Il remarque soudain qu’il n’y a aucune photo d’elle. Juste des photos des villes où ils ont séjourné, elle pour son travail, lui pour écrire.

Il égrène les dossiers, énumère les villes
Avignon, Lyon, Chambéry, Clermont-Ferrand, Grenoble, Valence, Nangy, Gap.
Plusieurs fois pour certaines, une seule fois pour d’autres.
Il se souvient.
Peut-être devrait-il dessiner la carte de ses errances.
Elle deviendrait sa carte du tendre ou de Tendre, le pays où il a voyagé d’hôtel en hôtel avec elle.

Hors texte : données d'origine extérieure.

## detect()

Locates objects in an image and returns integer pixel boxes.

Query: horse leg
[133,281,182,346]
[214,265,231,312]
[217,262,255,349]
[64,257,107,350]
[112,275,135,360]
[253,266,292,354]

Basile doit plonger dans les entrailles de son ordinateur pour retrouver les noms des villes, des lieux, des pourquoi, des comment. Pas de parce que… s’il l’avait suivie, accompagnée et il fallait tuer le temps. L’écriture l’aide.Il doit se repencher sur des années passées qu’il a tenté d’oublier.
Maintenant, il n’écrit plus que chez lui. Il n’écrit que si on l’aide, lui donne des pistes.

Il ne tue plus le temps. Il prend son temps.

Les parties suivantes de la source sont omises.